Comment: One comment expressed concern that the privacy regulation as proposed would restrict the Drug Enforcement Agency's ("the DEA") enforcement of the Controlled Substances Act ("CSA"). The comment suggested including enforcement activities in the definition of "health oversight agency."
Response: In our view, the privacy regulation should not impede the DEA's ability to enforce the CSA. First, to the extent the CSA requires disclosures to the DEA, these disclosures would be permissible under § 164.512(a). Second, some of the DEA's CSA activities come within the exception for health oversight agencies which permits disclosures to health oversight agencies for:
activities authorized by law, including audits; civil, administrative, or criminal investigations; inspections . . . civil, administrative, or criminal proceedings or actions; and other activity necessary for appropriate oversight of the health care system.
Therefore, to the extent the DEA is enforcing the CSA, disclosures to it in its capacity as a health oversight agency are permissible under § 164.512(d). Alternatively, CSA required disclosures to the DEA for law enforcement purposes are permitted under § 164.512(f). When acting as a law enforcement agency under the CSA, the DEA may obtain the information pursuant to § 164.512(f). Thus, we do not agree that the privacy regulation will impede the DEA's enforcement of the CSA. See the preamble discussion of § 164.512 for further explanation.

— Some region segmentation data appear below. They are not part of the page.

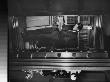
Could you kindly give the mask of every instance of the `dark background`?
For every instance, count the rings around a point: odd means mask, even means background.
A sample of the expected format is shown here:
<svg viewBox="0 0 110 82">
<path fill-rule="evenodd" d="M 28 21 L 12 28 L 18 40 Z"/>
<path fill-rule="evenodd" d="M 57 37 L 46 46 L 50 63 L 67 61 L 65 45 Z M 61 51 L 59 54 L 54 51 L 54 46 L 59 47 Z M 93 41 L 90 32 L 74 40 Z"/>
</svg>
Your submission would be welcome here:
<svg viewBox="0 0 110 82">
<path fill-rule="evenodd" d="M 25 1 L 27 1 L 27 6 L 25 4 Z M 32 2 L 33 1 L 33 2 Z M 42 3 L 42 5 L 39 5 L 39 7 L 35 6 L 37 3 L 37 1 L 39 1 L 39 3 Z M 44 4 L 43 1 L 46 3 Z M 26 13 L 28 15 L 37 15 L 36 12 L 41 12 L 44 14 L 50 14 L 48 11 L 51 11 L 52 14 L 53 12 L 68 12 L 71 13 L 72 10 L 75 10 L 76 13 L 86 13 L 86 14 L 90 14 L 92 11 L 93 14 L 98 14 L 98 13 L 102 13 L 102 14 L 106 14 L 109 16 L 110 12 L 109 12 L 109 1 L 110 0 L 74 0 L 75 3 L 74 5 L 71 5 L 71 1 L 72 0 L 51 0 L 51 2 L 47 2 L 49 0 L 0 0 L 0 81 L 1 82 L 6 82 L 6 77 L 7 77 L 7 39 L 8 39 L 8 33 L 7 33 L 7 29 L 8 29 L 8 8 L 9 8 L 9 15 L 26 15 Z M 66 2 L 64 2 L 66 1 Z M 78 1 L 78 2 L 77 2 Z M 93 1 L 93 2 L 91 2 Z M 102 1 L 102 2 L 101 2 Z M 103 2 L 104 1 L 104 2 Z M 8 2 L 10 3 L 10 5 L 8 6 Z M 17 2 L 17 3 L 16 3 Z M 19 3 L 21 3 L 21 6 L 19 5 Z M 34 5 L 30 4 L 30 3 L 36 3 Z M 53 4 L 55 3 L 55 4 Z M 79 3 L 79 4 L 77 4 Z M 83 3 L 83 4 L 82 4 Z M 89 4 L 88 4 L 89 3 Z M 92 5 L 91 3 L 95 3 L 95 5 Z M 102 3 L 103 6 L 101 5 L 97 5 L 99 3 Z M 49 6 L 49 5 L 50 6 Z M 65 6 L 65 4 L 68 4 L 68 6 Z M 24 5 L 24 6 L 23 6 Z M 105 6 L 104 6 L 105 5 Z M 29 7 L 29 8 L 27 8 Z M 40 8 L 40 9 L 39 9 Z M 48 10 L 49 8 L 49 10 Z M 66 8 L 66 9 L 65 9 Z M 73 8 L 73 9 L 72 9 Z M 37 11 L 35 11 L 37 9 Z M 69 10 L 70 11 L 69 11 Z M 80 12 L 79 12 L 80 10 Z M 91 10 L 91 11 L 89 11 Z M 30 13 L 30 11 L 32 13 Z M 83 12 L 82 12 L 83 11 Z M 41 14 L 40 13 L 40 14 Z M 42 14 L 43 15 L 43 14 Z M 105 38 L 105 45 L 106 48 L 110 48 L 110 24 L 109 24 L 109 18 L 106 17 L 106 22 L 105 22 L 105 33 L 104 33 L 104 38 Z M 108 22 L 108 23 L 107 23 Z M 107 24 L 106 24 L 107 23 Z M 95 75 L 93 75 L 95 76 Z"/>
<path fill-rule="evenodd" d="M 7 1 L 0 0 L 0 81 L 7 82 Z"/>
</svg>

Comment: One commenter suggested clarifying the provisions allowing disclosures that are "required by law" to ensure that the mandatory reporting requirements the CSA imposes on covered entities, including making available reports, inventories, and records of transactions, are not preempted by the regulation.
Response: We agree that the privacy regulation does not alter covered entities' obligations under the CSA. Because the CSA requires covered entities manufacturing, distributing, and/or dispensing controlled substances to maintain and provide to the DEA specific records and reports, the privacy regulation permits these disclosures under § 164.512(a). In addition, when the DEA seeks documents to determine an entity's compliance with the CSA, such disclosures are permitted under § 164.512(d).

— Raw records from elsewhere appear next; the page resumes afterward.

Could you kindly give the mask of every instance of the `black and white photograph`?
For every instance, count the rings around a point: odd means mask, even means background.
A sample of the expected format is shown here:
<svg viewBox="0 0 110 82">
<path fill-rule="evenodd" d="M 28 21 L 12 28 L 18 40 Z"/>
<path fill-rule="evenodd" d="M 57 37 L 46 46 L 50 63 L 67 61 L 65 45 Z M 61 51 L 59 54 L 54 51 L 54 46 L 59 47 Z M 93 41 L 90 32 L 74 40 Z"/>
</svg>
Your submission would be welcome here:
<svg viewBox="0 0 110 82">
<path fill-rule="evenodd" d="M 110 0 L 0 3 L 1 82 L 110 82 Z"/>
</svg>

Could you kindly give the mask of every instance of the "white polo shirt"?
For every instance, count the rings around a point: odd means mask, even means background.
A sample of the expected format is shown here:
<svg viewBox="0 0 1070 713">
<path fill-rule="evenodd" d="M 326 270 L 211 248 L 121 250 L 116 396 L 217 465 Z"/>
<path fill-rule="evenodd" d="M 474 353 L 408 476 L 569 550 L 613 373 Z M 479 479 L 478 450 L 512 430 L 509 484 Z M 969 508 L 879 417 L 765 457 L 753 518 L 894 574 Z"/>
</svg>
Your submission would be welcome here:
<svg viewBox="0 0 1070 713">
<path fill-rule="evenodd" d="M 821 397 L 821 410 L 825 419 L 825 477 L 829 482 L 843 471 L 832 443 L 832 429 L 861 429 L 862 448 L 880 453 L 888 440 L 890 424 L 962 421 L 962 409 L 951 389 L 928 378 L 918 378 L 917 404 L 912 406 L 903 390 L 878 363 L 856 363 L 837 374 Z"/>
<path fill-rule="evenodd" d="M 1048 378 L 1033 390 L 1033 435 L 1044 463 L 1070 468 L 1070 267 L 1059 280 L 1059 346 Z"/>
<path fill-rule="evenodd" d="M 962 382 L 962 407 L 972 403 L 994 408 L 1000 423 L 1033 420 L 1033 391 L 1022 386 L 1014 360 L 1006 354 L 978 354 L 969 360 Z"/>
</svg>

Comment: The same commenter expressed concern that the proposed privacy regulation inappropriately limits voluntary reporting and would prevent or deter employees of covered entities from providing the DEA with information about violations of the CSA.

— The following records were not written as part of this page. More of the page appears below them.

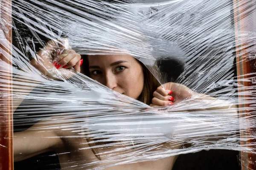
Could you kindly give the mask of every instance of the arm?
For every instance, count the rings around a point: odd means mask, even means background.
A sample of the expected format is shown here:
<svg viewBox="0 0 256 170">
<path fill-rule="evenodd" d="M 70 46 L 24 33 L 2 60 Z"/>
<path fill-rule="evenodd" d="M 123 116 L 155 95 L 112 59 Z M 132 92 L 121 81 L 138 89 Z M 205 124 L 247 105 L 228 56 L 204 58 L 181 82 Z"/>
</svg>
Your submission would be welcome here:
<svg viewBox="0 0 256 170">
<path fill-rule="evenodd" d="M 44 152 L 54 150 L 62 144 L 54 129 L 45 128 L 52 124 L 41 122 L 29 129 L 14 133 L 15 162 L 22 161 Z"/>
<path fill-rule="evenodd" d="M 73 68 L 76 71 L 80 72 L 80 65 L 82 62 L 81 56 L 76 53 L 74 50 L 72 50 L 71 48 L 64 48 L 61 47 L 61 45 L 57 44 L 53 40 L 47 42 L 46 46 L 37 53 L 37 59 L 32 59 L 30 61 L 30 64 L 42 74 L 50 79 L 56 79 L 52 76 L 52 72 L 56 72 L 56 74 L 63 75 L 65 78 L 70 78 L 73 76 L 73 73 L 67 71 L 65 70 L 65 69 Z M 59 54 L 57 54 L 57 53 Z M 49 73 L 49 71 L 52 73 Z M 16 73 L 15 77 L 13 78 L 14 94 L 15 95 L 15 91 L 17 91 L 17 94 L 19 95 L 18 98 L 13 98 L 14 111 L 24 99 L 21 96 L 25 97 L 40 83 L 30 78 L 30 76 L 29 73 L 23 71 L 18 71 Z M 20 95 L 20 94 L 22 96 Z"/>
</svg>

Response: We agree with the general concerns expressed in this comment. We do not believe the privacy rules will limit voluntary reporting of violations of the CSA. The CSA requires certain entities to maintain several types of records that may include protected health information. Although reports that included protected health information may be restricted under these rules, reporting the fact that an entity is not maintaining proper reports is not. If it were necessary to obtain protected health information during the investigatory stages following such a voluntary report, the DEA would be able to obtain the information in other ways, such as by following the administrative procedures outlined in § 164.512(e).
We also agree that employees of covered entities who report violations of the CSA should not be subjected to retaliation by their employers. Under § 164.502(j), we specifically state that a covered entity is not considered to have violated the regulation if a workforce member or business associate in good faith reports violations of laws or professional standards by covered entities to appropriate authorities. See discussion of § 164.502(j) below.